Scientific Reports (Nov 2024)
“Ensembled transfer learning approach for error reduction in landslide susceptibility mapping of the data scare region”
Abstract
Abstract Landslide susceptibility map (LSM) plays an important role in providing the knowledge of slopes prone to future landslides. However, the applicability of LSM is often hindered due to high cost of data collection especially in mountainous region such as Himalayas. Therefore, this study proposes transfer learning approach (TL) to improve the performance of LSM by transferring the information from the data rich region (source) to data scare region (target). Two machine learning based model are trained in source area which is then transferred for prediction in target area and a source trained model combined with the knowledge of target is used for the prediction in the target area. The applicability of the proposed approach is tested considering Mandi district as source area and Kullu and Rudraprayag districts as target areas.
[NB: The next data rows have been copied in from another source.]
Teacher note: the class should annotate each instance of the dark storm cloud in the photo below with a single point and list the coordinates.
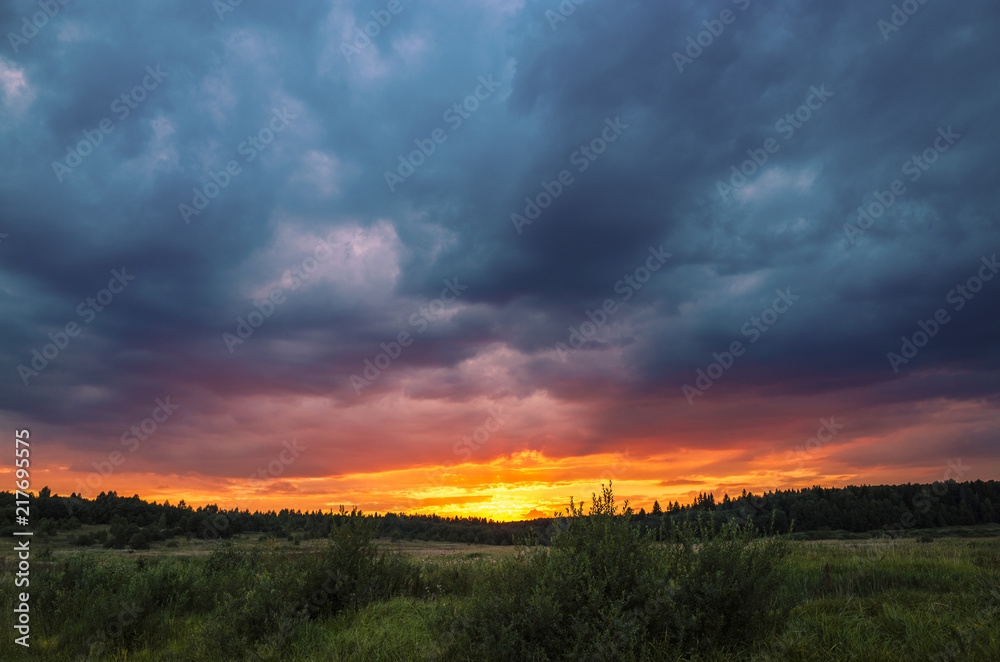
(350, 119)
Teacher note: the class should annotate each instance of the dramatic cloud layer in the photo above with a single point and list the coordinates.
(479, 256)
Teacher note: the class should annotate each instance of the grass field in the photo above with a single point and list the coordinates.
(853, 600)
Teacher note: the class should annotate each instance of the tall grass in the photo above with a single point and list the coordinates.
(606, 591)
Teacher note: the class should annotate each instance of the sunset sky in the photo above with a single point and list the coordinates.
(472, 261)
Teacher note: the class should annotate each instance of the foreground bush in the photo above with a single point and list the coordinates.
(236, 604)
(606, 591)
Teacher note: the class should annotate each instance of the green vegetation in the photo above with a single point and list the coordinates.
(819, 513)
(606, 588)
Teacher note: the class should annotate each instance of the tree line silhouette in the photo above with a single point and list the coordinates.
(809, 512)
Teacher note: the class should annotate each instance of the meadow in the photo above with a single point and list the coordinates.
(603, 590)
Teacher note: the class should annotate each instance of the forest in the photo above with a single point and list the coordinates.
(808, 513)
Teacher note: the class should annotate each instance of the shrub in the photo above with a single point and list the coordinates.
(138, 541)
(607, 591)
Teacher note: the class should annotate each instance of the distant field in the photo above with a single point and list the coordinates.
(866, 600)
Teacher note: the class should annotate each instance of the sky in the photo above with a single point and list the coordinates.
(477, 257)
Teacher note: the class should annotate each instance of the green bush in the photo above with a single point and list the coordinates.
(607, 591)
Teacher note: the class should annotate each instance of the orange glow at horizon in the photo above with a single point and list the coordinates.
(522, 486)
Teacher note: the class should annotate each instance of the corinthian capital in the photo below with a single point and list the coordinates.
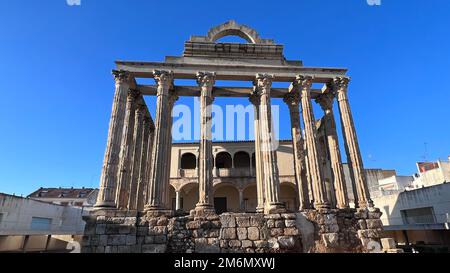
(304, 81)
(163, 78)
(292, 99)
(263, 83)
(341, 83)
(121, 76)
(206, 79)
(326, 102)
(133, 94)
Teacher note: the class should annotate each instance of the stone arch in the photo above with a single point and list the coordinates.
(189, 195)
(188, 161)
(231, 28)
(229, 193)
(289, 196)
(223, 161)
(241, 160)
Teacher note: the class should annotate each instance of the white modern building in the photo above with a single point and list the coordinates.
(30, 225)
(416, 209)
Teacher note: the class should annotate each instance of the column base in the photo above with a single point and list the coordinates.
(105, 205)
(260, 210)
(203, 210)
(275, 208)
(152, 211)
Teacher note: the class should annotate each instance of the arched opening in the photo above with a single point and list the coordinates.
(172, 197)
(288, 196)
(189, 196)
(226, 199)
(253, 161)
(250, 199)
(188, 161)
(241, 160)
(224, 161)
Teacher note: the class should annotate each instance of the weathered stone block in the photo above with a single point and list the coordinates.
(261, 244)
(290, 223)
(228, 221)
(228, 233)
(279, 224)
(234, 243)
(388, 243)
(330, 239)
(242, 233)
(270, 223)
(100, 229)
(115, 240)
(131, 240)
(374, 223)
(275, 232)
(362, 224)
(243, 221)
(160, 239)
(111, 249)
(291, 231)
(103, 240)
(154, 248)
(286, 242)
(158, 230)
(247, 244)
(257, 221)
(149, 240)
(253, 233)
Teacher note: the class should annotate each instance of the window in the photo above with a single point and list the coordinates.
(418, 216)
(224, 161)
(41, 224)
(188, 162)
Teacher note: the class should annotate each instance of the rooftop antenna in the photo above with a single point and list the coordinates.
(425, 156)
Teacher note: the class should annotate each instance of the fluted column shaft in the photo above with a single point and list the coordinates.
(137, 154)
(268, 152)
(108, 180)
(326, 102)
(143, 197)
(255, 100)
(126, 152)
(206, 82)
(349, 132)
(162, 140)
(292, 99)
(319, 191)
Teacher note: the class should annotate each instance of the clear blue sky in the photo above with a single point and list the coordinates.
(57, 88)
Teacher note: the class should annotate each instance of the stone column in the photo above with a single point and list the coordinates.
(326, 102)
(158, 178)
(108, 180)
(126, 152)
(268, 151)
(255, 100)
(178, 200)
(241, 200)
(292, 99)
(143, 198)
(206, 82)
(349, 132)
(137, 154)
(140, 193)
(320, 196)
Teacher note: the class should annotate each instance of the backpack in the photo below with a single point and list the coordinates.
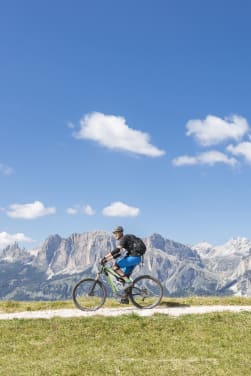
(136, 246)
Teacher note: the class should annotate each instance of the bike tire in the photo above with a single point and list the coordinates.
(89, 294)
(146, 292)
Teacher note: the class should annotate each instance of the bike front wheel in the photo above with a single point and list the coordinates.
(146, 292)
(89, 294)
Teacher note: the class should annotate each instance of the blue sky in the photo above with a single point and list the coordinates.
(131, 113)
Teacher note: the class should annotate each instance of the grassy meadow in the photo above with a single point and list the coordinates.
(211, 344)
(16, 306)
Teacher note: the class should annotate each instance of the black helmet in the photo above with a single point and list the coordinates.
(118, 229)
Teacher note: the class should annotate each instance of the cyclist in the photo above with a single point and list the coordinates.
(124, 266)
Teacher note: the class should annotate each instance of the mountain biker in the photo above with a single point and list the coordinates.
(124, 266)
Independent variables which included 11 landslide conducive factors from the source and target area, the independence was critically analysed using multi-collinearity test, while the geomorphic similarity was assessed using KL divergence method. Efficient machine learning method such as random forest (RF) and multi-layer perceptron (MLP) was used to train the models in both areas, statistical measure such as AUC-ROC, precision, recall, F-score, and accuracy were used to evaluate the performance of the LSMs. The results demonstrated the proposed approach for target area 1, the AUC value increased from 0.908 (Target trained on itself), to 0.942 (Target-Transfer Learned (TL)) and 0.959 (Target Combined) for RF and 0.896, 0.907 and 0.946 for MLP. Additionally, an increase in the precision was observed in RF while all other statistical measures increased to 0.023 for precision, 0.022 for recall, 0.023 for F-score and 0.066 for accuracy in the case of MLP. While on the other hand, in the case of target area 2, the AUC value for RF, ranged from 0.95 (Target area trained on itself), 0.80 (target TL) and 0.98 (target combined) and for MLP the AUC ranged from 0.82 for the source trained model while 0.84 for LSM obtained when both target and source data was used. Thus, the results revealed that proposed TL approach can be effective in improving the performance of LSM in data scare region in Himalayan region, thereby providing a promising approach in overcoming the issue of data limitation.